Jason Dinesen, Life After DOMA: Watch Your Withholding
Annette Nellen, Many tax questions on same-sex federal tax filings
William Perez, The Additional Medicare Tax, Part 4
Tony Nitti, On Eve Of Twitter IPO, Misguided Senators (Again) Attack Tax Deduction For Stock Option Compensation Exercising stock options convert corporation income taxed at 35% to individual income taxed at 40.5%, plus payroll taxes. And yet the congresscritters act like this is some kind of loophole.
Russ Fox congratulates The Real Winners of the 2013 World Series of Poker. It’s not the guys with the cards in their hands.
Now there’s a business plan! BlackBerry Pins Recovery Hopes On Rumored $1 Billion In Tax Refunds (TaxGrrrl)
Wouldn’t you? Colorado Voters Reject $1 Billion Income Tax Increase (Elizabeth Malm, Tax Policy Blog).

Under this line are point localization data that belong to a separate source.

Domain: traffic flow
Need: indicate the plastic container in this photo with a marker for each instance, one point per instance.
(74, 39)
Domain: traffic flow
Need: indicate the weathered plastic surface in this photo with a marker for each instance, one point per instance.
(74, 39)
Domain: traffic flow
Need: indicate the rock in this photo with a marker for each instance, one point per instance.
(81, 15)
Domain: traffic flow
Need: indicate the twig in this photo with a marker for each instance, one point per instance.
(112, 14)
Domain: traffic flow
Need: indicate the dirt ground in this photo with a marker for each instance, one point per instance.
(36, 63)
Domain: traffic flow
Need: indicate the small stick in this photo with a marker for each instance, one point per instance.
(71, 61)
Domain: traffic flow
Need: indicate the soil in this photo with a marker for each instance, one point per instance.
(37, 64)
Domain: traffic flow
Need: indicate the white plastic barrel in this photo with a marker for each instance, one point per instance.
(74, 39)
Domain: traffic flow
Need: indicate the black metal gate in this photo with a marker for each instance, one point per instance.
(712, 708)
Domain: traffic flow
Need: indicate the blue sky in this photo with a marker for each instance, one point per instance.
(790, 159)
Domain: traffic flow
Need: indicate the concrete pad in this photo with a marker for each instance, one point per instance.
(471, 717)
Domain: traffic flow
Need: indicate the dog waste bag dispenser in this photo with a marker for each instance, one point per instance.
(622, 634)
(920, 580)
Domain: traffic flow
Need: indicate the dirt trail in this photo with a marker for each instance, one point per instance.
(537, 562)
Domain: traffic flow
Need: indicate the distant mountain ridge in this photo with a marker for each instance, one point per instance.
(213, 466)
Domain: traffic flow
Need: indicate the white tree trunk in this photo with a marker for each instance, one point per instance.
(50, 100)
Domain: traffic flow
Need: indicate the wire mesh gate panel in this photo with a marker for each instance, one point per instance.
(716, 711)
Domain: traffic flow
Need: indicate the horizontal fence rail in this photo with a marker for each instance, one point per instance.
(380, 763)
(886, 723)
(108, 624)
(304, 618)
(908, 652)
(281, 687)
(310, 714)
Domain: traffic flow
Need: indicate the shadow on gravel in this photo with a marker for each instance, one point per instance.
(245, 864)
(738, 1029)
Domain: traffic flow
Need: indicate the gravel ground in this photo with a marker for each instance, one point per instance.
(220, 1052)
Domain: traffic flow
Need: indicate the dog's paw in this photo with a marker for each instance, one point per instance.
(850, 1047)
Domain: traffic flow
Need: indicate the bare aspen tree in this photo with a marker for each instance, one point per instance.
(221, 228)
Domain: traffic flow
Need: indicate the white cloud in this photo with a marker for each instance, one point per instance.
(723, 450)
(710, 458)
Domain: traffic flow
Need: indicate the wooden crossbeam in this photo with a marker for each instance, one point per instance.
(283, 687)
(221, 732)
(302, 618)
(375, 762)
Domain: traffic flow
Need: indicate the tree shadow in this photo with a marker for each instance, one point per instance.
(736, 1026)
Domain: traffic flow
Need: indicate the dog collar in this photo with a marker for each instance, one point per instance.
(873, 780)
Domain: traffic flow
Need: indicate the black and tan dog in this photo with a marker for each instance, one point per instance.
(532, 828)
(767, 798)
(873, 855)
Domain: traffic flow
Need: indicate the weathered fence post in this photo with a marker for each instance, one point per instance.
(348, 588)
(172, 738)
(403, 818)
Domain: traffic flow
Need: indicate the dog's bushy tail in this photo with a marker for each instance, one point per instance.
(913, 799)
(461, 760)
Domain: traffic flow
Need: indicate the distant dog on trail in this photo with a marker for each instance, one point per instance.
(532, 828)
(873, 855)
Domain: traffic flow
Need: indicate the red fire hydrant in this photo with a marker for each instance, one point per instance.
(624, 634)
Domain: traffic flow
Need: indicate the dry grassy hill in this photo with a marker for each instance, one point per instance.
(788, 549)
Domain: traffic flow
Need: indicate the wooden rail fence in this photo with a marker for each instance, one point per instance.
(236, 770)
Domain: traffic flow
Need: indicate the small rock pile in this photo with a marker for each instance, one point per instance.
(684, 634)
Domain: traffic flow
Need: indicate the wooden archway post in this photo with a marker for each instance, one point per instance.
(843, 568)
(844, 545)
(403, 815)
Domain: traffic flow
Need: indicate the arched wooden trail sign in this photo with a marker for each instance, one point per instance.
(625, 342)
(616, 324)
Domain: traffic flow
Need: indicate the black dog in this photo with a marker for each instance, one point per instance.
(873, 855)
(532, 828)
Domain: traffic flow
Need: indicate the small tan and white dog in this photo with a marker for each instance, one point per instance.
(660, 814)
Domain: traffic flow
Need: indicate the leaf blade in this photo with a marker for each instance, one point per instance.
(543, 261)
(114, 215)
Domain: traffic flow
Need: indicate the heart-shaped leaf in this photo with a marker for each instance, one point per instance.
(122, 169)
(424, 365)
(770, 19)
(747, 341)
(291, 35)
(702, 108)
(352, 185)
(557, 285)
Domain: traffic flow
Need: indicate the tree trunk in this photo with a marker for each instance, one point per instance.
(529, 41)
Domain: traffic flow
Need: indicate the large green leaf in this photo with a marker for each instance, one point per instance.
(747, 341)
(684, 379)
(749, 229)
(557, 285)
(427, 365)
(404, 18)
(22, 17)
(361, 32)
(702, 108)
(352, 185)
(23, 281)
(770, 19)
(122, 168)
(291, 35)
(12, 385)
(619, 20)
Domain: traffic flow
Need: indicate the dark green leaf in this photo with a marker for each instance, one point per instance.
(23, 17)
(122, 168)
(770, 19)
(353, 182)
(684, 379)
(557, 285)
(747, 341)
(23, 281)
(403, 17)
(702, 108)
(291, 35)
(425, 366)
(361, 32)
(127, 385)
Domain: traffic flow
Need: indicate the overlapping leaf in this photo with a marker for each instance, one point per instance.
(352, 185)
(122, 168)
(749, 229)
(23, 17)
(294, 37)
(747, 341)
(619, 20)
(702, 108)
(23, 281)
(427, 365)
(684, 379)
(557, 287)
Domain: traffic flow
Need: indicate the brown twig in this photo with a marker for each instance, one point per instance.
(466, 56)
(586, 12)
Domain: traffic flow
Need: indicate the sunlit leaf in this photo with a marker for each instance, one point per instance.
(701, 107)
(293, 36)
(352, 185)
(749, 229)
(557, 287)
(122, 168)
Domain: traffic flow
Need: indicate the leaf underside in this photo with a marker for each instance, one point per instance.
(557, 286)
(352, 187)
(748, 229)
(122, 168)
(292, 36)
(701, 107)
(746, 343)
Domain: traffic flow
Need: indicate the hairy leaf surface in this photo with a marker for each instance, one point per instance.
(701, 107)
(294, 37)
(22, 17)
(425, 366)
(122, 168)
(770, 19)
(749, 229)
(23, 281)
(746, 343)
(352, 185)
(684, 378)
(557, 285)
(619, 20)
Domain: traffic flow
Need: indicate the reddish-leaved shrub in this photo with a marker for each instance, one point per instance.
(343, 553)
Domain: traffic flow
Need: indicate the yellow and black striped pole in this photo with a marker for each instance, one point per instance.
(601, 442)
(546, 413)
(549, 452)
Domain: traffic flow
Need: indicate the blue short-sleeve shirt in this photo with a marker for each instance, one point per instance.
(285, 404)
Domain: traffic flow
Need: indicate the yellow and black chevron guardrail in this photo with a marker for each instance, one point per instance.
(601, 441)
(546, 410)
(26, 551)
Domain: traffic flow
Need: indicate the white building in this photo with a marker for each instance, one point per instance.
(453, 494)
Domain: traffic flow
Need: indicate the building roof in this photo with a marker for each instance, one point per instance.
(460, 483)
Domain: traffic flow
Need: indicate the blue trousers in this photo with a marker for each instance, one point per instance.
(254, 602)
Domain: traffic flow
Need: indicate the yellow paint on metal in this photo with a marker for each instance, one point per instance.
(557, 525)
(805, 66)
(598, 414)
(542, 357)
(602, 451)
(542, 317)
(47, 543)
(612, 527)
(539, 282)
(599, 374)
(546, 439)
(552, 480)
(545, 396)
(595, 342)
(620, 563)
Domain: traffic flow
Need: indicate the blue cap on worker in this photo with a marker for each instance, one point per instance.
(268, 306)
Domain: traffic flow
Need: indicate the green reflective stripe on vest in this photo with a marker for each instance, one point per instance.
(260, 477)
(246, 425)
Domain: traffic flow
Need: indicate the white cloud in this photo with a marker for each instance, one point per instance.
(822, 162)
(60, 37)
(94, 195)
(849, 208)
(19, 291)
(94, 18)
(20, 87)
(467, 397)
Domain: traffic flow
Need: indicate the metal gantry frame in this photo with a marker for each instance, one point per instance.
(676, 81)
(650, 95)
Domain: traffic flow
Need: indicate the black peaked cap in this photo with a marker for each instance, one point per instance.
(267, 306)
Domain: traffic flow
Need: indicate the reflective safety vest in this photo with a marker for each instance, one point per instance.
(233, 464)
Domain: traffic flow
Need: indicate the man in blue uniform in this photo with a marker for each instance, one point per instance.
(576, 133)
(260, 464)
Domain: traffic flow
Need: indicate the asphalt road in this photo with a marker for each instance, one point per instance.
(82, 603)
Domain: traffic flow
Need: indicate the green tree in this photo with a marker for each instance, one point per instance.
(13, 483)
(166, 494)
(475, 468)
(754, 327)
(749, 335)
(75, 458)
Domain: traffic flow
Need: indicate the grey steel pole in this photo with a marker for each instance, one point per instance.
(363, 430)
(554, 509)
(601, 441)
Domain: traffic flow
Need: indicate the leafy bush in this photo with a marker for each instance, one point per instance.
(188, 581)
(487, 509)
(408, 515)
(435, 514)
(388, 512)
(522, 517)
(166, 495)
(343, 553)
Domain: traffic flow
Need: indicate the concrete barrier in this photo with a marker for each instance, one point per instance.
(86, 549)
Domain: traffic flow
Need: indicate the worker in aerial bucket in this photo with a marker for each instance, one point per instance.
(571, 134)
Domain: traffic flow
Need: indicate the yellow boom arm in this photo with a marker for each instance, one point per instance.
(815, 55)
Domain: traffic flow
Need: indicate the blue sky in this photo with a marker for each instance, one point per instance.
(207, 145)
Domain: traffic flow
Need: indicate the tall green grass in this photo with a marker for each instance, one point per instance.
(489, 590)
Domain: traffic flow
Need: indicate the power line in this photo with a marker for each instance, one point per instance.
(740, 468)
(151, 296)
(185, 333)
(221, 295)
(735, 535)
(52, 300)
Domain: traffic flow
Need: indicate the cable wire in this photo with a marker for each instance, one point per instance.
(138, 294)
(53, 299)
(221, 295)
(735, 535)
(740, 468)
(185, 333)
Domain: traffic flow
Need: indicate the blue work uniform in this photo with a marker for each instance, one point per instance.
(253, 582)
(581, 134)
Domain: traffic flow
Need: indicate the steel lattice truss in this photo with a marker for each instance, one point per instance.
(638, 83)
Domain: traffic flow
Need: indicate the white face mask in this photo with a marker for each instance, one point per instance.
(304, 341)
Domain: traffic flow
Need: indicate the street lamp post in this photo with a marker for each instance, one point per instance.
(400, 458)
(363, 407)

But other taxes… Coloradans agree to a high tax to get high (Kay Bell)
Tax Justice Blog, Tax Policy Roundup for the 2013 Election
Phil Hodgen’s Exit Tax Book, Chapter 8 – Taxation of Nongrantor Trust Interests
The Critical Question. Is There One ‘Right’ Apportionment Formula? (Cara Griffith, Tax Analysts Blog):
It could almost be a case in which one state adopted it on the grounds that it would create jobs and increase investment in the state. Then other states followed suit, not because single-sales-factor apportionment produced more accurate results, but because it was perceived as making a state’s tax laws more competitive or business friendly. But while single-sales-factor apportionment may benefit some businesses, it is far from being universally beneficial for taxpayers. In the end, if state officials are truly concerned with making their state more attractive to businesses, perhaps they should consider retaining — or returning to — the three-factor apportionment method and focus on a less burdensome corporate tax system overall.
Iowa was the first state to adopt single-factor apportionment. It applies to the highest tax rate in the nation, helping make Iowa’s corporation tax both onerous and useless. A repeal of the corporation income tax would be the best way of making the corporation tax “less burdensome.”